Le geste des hommes, recouvrant celui de Dieu, est celui de retirer les images – une fois encore non par haine des images, mais par nécessité, a minima, d’en interroger la réalité substantielle, le lien reliant leur réalité imaginaire (puisque la conscience est temporelle, dirait Kant, elle lie les images en une continuité par une construction, le schématisme transcendantal) au réel –, de les délier, de les détacher, entbinden, qui est une Entbindung, un « dés-imager », une « désimagination », une transcendance active de l’image, son dépassement, une Überbildung, un « sur- ou trans-imager ».

Et penser, ce serait alors bien cela, transpercer le pourquoi, parce que réel est sans pourquoi ainsi que Maître Eckhardt l’affirme de la rose (la rose pour évoquer la naissance, l’éclosion, l’apparaître sans raison, la rose qui est l’Image sans image), ouvrant ainsi à « la nuit de l’image » qui correspond par pivotement ou déhiscence à la splendeur de l’Image, l’ekphanestaton (l’extrême de l’apparition !) Aucun regard de la représentation ou de la conscience, ce qui est bien la même chose, ne peut accéder à cette lumière et s’y lover, seul s’y expose celui émanant de l’empreinte incréée laissée par Dieu, qui habite le fond de l’âme, là où Kant avait quant à lui situé « l’art caché », ce nom, ce substitut, ce recouvrement de Dieu lui-même, sans doute, et on fait l’hypothèse que Kant n’était pas sans le savoir… Un tel regard surgit de rien, seulement, mais absolument de l’Ouvert portant sur l’Ouvert. En somme, le regard libre, ins Freie.
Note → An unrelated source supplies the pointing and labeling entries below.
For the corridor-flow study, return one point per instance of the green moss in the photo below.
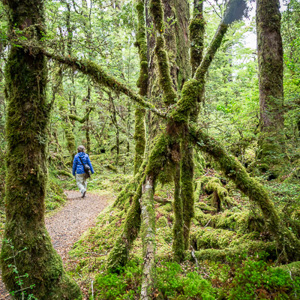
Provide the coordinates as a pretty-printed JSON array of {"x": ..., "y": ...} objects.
[
  {"x": 139, "y": 131},
  {"x": 190, "y": 93},
  {"x": 286, "y": 240},
  {"x": 178, "y": 243},
  {"x": 270, "y": 62},
  {"x": 197, "y": 29},
  {"x": 250, "y": 248},
  {"x": 158, "y": 14},
  {"x": 27, "y": 244},
  {"x": 187, "y": 187}
]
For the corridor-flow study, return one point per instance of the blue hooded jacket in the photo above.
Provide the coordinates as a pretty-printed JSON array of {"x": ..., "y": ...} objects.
[{"x": 77, "y": 165}]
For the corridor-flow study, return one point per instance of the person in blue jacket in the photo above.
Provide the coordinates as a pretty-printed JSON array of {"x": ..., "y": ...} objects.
[{"x": 80, "y": 159}]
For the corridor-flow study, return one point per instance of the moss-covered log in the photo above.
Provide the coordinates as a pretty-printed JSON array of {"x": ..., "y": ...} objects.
[
  {"x": 286, "y": 240},
  {"x": 27, "y": 246},
  {"x": 219, "y": 194},
  {"x": 249, "y": 248},
  {"x": 119, "y": 254},
  {"x": 270, "y": 63}
]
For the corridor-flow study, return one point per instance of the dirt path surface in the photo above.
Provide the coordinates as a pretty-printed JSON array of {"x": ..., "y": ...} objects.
[{"x": 66, "y": 226}]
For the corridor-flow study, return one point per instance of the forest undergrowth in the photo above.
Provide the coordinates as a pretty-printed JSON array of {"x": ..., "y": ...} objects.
[{"x": 232, "y": 254}]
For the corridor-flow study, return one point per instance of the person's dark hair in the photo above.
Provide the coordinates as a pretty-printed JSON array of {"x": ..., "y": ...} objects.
[{"x": 80, "y": 148}]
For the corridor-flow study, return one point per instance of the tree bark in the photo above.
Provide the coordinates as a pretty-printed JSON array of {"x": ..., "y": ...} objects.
[
  {"x": 286, "y": 240},
  {"x": 148, "y": 238},
  {"x": 27, "y": 245},
  {"x": 270, "y": 63},
  {"x": 139, "y": 131}
]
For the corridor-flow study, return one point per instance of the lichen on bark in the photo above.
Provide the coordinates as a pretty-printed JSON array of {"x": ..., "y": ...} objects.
[{"x": 26, "y": 124}]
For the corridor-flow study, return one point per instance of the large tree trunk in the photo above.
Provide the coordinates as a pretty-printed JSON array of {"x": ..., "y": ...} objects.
[
  {"x": 27, "y": 246},
  {"x": 287, "y": 242},
  {"x": 187, "y": 161},
  {"x": 270, "y": 62}
]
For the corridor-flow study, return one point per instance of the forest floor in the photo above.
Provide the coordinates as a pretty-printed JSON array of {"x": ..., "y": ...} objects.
[{"x": 66, "y": 226}]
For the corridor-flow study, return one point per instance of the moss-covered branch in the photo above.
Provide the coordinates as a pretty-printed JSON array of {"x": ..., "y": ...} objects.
[
  {"x": 148, "y": 238},
  {"x": 157, "y": 160},
  {"x": 197, "y": 29},
  {"x": 27, "y": 245},
  {"x": 234, "y": 11},
  {"x": 81, "y": 120},
  {"x": 141, "y": 43},
  {"x": 161, "y": 54},
  {"x": 286, "y": 240},
  {"x": 94, "y": 71}
]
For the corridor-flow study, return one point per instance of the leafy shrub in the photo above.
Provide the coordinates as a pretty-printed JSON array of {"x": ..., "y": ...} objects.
[
  {"x": 255, "y": 279},
  {"x": 126, "y": 285},
  {"x": 173, "y": 285}
]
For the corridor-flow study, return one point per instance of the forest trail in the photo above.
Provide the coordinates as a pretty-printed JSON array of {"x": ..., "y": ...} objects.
[{"x": 67, "y": 225}]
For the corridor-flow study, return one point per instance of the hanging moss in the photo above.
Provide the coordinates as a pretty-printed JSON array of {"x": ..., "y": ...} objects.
[
  {"x": 286, "y": 240},
  {"x": 26, "y": 124}
]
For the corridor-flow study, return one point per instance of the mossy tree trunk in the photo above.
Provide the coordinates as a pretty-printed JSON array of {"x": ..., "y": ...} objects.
[
  {"x": 270, "y": 63},
  {"x": 164, "y": 150},
  {"x": 148, "y": 237},
  {"x": 141, "y": 43},
  {"x": 187, "y": 163},
  {"x": 27, "y": 120},
  {"x": 286, "y": 240}
]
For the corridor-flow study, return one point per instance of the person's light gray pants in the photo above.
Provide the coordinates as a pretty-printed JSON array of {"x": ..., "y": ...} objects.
[{"x": 81, "y": 182}]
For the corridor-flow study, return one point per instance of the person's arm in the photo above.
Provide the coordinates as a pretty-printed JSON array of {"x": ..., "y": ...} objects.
[
  {"x": 89, "y": 163},
  {"x": 74, "y": 166}
]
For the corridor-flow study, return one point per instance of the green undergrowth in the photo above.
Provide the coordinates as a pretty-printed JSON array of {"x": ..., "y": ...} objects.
[{"x": 232, "y": 254}]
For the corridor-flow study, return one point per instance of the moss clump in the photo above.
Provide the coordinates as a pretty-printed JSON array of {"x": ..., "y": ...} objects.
[
  {"x": 286, "y": 240},
  {"x": 27, "y": 244},
  {"x": 219, "y": 195}
]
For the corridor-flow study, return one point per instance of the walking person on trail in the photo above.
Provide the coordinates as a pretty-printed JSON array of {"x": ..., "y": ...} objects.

(Une précision, en forme de prolongement possible : que regarde la musique, autre que ce que recherche le néophyte qui aime qu’on lui explique la musique comme mise en images ..? Mais la musique regarde bien quelque chose, qu’on peut penser comme l’Image, à laquelle, par chance, elle accède grâce à la « percée », d’où le lien que l’on peut (doit, pensons-nous) faire avec l’usage du terme par Adorno. Partant, la musique émane dans sa création comme dans son expression de « l’empreinte incréée »).

(Peut-on encore prolonger davantage ? Est-ce d’une part possible ? Et, d’autre part, n’est-ce pas déplacer la question, et revenir sur ce regard dès lors qu’on est mis en demeure de se demander à présent quel statut on accordera au « monde », puisque le regard est celui de l’incréé (alors on ne sera pas loin de Spinoza, qui refuse les mots de conscience, de représentation, de Création et de monde…), et celui que l’on concevra de l’acte d’exister, c’est-à-dire ce qu’il en est de la finitude, même si l’on sait qu’elle recouvre sa propre infinité ?
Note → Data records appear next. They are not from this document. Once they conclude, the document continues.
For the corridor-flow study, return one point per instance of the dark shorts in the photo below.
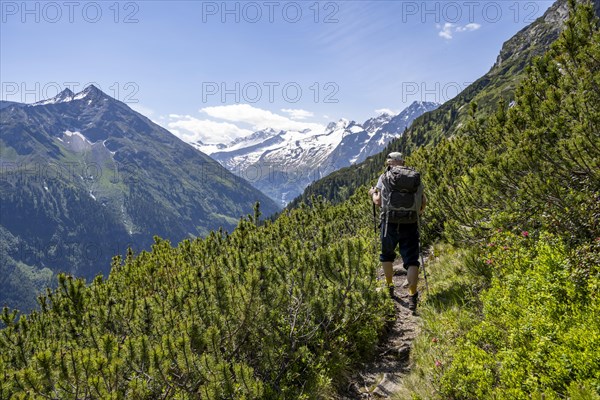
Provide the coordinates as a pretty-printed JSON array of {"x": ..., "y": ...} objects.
[{"x": 405, "y": 236}]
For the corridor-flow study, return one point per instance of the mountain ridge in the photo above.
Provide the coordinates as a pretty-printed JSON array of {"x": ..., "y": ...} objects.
[{"x": 84, "y": 172}]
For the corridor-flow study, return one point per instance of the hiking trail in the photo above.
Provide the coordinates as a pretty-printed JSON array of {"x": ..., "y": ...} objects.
[{"x": 380, "y": 378}]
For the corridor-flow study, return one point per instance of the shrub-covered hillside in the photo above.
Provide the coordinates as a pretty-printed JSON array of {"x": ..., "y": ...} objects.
[
  {"x": 280, "y": 310},
  {"x": 514, "y": 311}
]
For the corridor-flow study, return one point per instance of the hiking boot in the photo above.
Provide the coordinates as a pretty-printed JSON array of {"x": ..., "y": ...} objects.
[{"x": 412, "y": 303}]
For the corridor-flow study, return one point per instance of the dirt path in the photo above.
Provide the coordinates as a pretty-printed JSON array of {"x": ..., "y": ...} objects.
[{"x": 381, "y": 377}]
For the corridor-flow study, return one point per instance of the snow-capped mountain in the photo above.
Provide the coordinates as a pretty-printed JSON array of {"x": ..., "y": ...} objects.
[
  {"x": 378, "y": 132},
  {"x": 85, "y": 172},
  {"x": 282, "y": 163}
]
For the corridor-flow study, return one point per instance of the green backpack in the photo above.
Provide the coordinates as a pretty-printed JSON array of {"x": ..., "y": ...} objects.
[{"x": 401, "y": 195}]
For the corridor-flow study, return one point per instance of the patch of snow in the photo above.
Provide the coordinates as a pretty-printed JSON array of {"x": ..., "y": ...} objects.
[{"x": 78, "y": 134}]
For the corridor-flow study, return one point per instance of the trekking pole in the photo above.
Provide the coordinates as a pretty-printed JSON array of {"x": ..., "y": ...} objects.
[
  {"x": 421, "y": 252},
  {"x": 375, "y": 218}
]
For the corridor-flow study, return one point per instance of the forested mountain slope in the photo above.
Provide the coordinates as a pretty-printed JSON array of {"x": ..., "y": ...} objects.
[
  {"x": 449, "y": 119},
  {"x": 83, "y": 176},
  {"x": 284, "y": 309}
]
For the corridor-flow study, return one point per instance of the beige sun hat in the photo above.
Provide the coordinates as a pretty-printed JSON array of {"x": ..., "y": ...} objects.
[{"x": 395, "y": 156}]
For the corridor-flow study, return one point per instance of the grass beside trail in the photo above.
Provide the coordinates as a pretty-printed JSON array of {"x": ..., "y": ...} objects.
[{"x": 516, "y": 318}]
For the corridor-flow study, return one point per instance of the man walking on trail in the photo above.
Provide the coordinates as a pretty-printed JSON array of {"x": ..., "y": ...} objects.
[{"x": 399, "y": 193}]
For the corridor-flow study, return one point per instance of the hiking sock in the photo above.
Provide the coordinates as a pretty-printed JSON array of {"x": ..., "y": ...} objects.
[
  {"x": 412, "y": 277},
  {"x": 388, "y": 270}
]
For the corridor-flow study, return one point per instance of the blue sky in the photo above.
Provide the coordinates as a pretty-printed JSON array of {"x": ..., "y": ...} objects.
[{"x": 214, "y": 70}]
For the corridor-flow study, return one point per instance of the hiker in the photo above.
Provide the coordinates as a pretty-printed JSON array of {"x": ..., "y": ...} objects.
[{"x": 399, "y": 193}]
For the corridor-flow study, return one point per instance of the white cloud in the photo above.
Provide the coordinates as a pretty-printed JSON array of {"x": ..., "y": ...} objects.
[
  {"x": 257, "y": 118},
  {"x": 238, "y": 120},
  {"x": 385, "y": 111},
  {"x": 448, "y": 29},
  {"x": 297, "y": 113},
  {"x": 191, "y": 130},
  {"x": 145, "y": 111},
  {"x": 468, "y": 27}
]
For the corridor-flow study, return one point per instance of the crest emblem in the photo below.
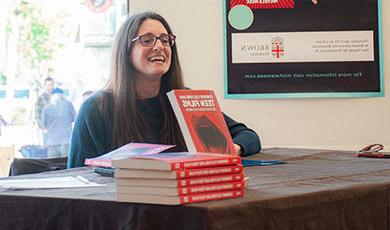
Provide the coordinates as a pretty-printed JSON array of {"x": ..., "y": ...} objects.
[{"x": 277, "y": 47}]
Il n’en demeure pas moins que le constat s’impose une nouvelle fois : ce n’est pas l’artiste qui peint, mais l’existence en lui. En d’autres termes un fond insondable, immaîtrisable et inappropriable, accessible cependant dans son expression créatrice, l’existence étant elle-même une Création, l’opposé de toute représentation préalable et de toute construction – il s’agit en l’occurrence du critère premier et dernier qui s’opposent à toutes les manipulations auxquelles elle se trouve aujourd’hui confrontée). Et puis, dans ce fil de déploiement de l’existence, de la pensée et des créations dont elle est le support, ce que nous apprend, si l’on peut dire les choses ainsi, la peinture de Rothko, ce qu’elle nous rappelle en tout cas, revient à se demander ce que voit la peinture et aucunement ce que voit celui qui peint, puisqu’il est lui-même vu, en réalité ce que voit la peinture en lui depuis le fond infini de la finitude,  et qui se trouve à la vérité imprimé, c’est-à-dire exprimé par « l’empreinte incréée » en lui, le « fond sans fond » de l’existence, autant de formules de la langue qui sont ici sorties de leur usage philosophiquement convenu et facile, dont parle si bien, avec fécondité, Isabelle Raviolo.